For browser-based OAuth clients (including Claude.ai), Graph Memory also supports the Authorization Code flow with PKCE (S256). This flow uses your existing UI session -- if you are already logged in, no re-authentication is required.

Flow:

  1. The client opens GET /ui/auth/authorize with response_type=code, client_id, redirect_uri, code_challenge, and code_challenge_method=S256 as query parameters
  2. If the user has an active UI session they see a consent page where they can approve the request; otherwise they sign in first
  3. After approval, the frontend posts to POST /api/oauth/authorize and receives a { redirectUrl } JSON response, then redirects the browser to the client's redirect_uri with an authorization code
  4. The client exchanges the code at POST /api/oauth/token with grant_type=authorization_code and the code_verifier
  5. The server returns an access token (type oauth_access) and a refresh token (type oauth_refresh)
  6. The client can refresh the access token via POST /api/oauth/token with grant_type=refresh_token

The OAuth discovery document at GET /.well-known/oauth-authorization-server advertises both flows.

Token types

JWT type fieldIssued byPurpose
oauth_accessBoth grant typesShort-lived bearer token for API/MCP requests
oauth_refreshAuthorization Code flowLong-lived token used to obtain new access tokens via refresh_token grant

Requirements for both flows:

  • jwtSecret must be set in your graph-memory.yaml (see JWT secret)
  • The server must be reachable at a public HTTPS URL

When no users are configured, MCP endpoints remain open -- no credentials needed.

Connecting Claude.ai

Claude.ai connects to Graph Memory using its "Add custom connector" dialog, which uses the OAuth 2.0 Authorization Code + PKCE flow.
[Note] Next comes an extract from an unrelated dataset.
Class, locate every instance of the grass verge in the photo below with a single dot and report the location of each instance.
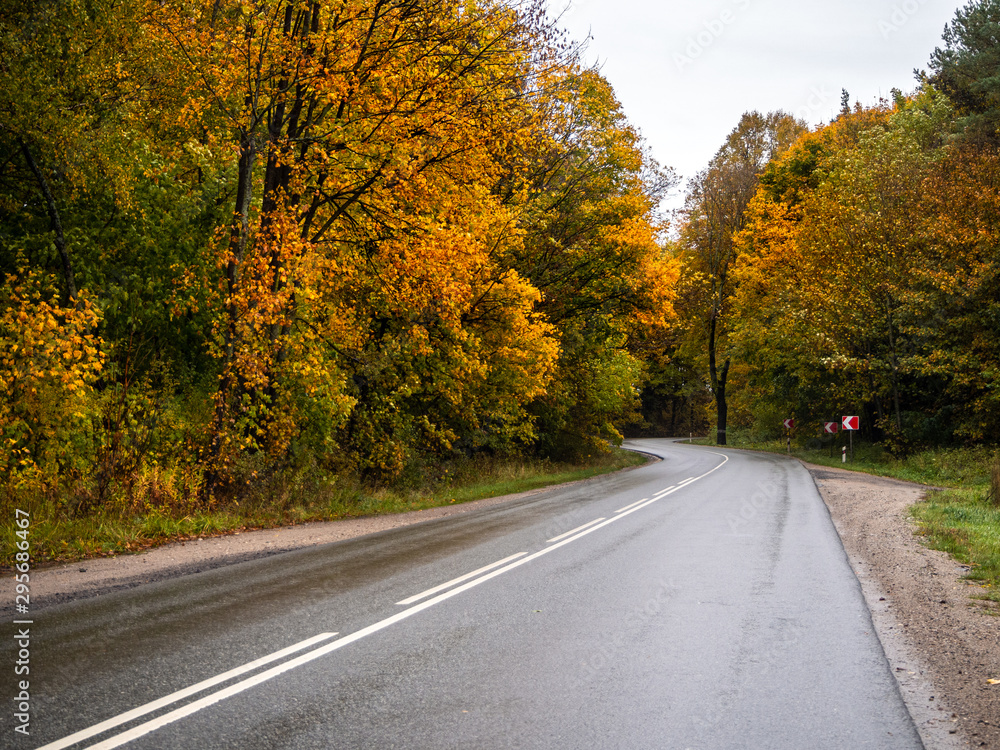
(56, 537)
(966, 525)
(963, 519)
  1. In Claude.ai, open Settings > Connectors and click Add custom connector

  2. Enter the MCP server URL:

    https://yourserver.com/mcp/your-project
  3. Claude.ai will redirect you to the Graph Memory consent page at /ui/auth/authorize. If you are not already logged in, you will be taken to the login page first.
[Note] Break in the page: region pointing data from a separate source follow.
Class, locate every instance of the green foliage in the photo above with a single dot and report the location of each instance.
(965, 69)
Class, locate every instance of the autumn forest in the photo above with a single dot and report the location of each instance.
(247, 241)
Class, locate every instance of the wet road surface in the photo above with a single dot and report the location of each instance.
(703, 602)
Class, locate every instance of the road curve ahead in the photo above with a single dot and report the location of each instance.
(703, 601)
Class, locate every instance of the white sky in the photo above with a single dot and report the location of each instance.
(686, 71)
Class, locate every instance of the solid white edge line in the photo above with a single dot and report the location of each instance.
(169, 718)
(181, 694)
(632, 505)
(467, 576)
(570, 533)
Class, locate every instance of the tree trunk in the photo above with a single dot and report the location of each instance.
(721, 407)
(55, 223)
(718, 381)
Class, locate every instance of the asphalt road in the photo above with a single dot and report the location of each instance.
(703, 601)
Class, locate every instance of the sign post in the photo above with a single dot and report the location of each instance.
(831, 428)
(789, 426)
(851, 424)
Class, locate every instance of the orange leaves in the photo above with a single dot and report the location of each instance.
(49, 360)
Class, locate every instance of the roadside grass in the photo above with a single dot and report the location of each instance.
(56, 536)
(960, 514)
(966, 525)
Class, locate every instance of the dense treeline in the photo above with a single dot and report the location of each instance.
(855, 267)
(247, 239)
  4. After approving on the consent page, Claude.ai receives an authorization code and exchanges it for tokens automatically.
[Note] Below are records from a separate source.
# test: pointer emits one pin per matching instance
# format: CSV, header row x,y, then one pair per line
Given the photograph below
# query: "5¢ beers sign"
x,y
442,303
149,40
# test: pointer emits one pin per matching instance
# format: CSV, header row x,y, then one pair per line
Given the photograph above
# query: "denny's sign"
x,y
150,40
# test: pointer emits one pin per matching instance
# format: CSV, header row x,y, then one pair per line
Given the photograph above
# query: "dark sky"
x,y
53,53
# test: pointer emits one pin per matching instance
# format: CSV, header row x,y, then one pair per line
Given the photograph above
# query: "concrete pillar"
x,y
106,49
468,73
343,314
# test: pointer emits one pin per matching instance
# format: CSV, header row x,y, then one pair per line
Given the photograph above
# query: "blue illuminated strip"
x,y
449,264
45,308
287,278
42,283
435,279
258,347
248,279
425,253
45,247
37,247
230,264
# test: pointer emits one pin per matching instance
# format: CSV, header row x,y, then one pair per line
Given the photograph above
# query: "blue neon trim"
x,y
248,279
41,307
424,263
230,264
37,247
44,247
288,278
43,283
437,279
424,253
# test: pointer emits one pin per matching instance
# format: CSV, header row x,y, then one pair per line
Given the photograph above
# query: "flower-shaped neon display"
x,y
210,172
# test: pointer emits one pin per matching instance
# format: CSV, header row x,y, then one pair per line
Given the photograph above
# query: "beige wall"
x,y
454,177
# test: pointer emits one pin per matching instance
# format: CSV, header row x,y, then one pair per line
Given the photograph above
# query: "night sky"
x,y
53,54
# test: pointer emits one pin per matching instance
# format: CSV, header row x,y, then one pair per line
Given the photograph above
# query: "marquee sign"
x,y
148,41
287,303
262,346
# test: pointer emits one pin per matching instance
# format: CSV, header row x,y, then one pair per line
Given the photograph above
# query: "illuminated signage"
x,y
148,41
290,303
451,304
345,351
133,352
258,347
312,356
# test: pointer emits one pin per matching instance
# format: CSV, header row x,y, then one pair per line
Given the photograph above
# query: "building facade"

  5. The connection is established. Claude.ai will use refresh tokens to maintain the session without requiring you to re-approve.

Two requirements must be met before connecting:

  • The server must be accessible at a public HTTPS URL (localhost will not work)

  • jwtSecret must be configured in graph-memory.yaml:

    server:
    jwtSecret: "your-secret-key-here"

    Generate a strong secret with: openssl rand -base64 32

If your Claude.ai version still uses the older connector dialog with explicit Client ID and Client Secret fields, use client_credentials instead: set Client ID to your userId and Client Secret to your apiKey from graph-memory.yaml. See OAuth 2.0 flows → client_credentials above.

Auth middleware priority

When a request arrives, the server checks credentials in this order:

  1. JWT cookie -- if a jwtSecret is configured, check the mgm_access cookie
  2. Bearer token -- check the Authorization: Bearer header; accepts both API keys (mgm-...) and OAuth access tokens (JWT type oauth_access)
  3. Anonymous -- if neither is present, the request uses server.defaultAccess permissions

The first successful match determines the user identity for the request.

Note: OAuth refresh tokens (type oauth_refresh) are only accepted at POST /api/oauth/token. They cannot be used as Bearer tokens for API or MCP requests.

Password security

Passwords are hashed using Node.js crypto.scrypt with these parameters:

  • N = 65536, r = 8, p = 1, keylen = 64
  • A random 16-byte salt per password
  • Verification uses crypto.timingSafeEqual to prevent timing attacks

The hash format is: $scrypt$N$r$p$salt$hash

No external dependencies are used for password hashing.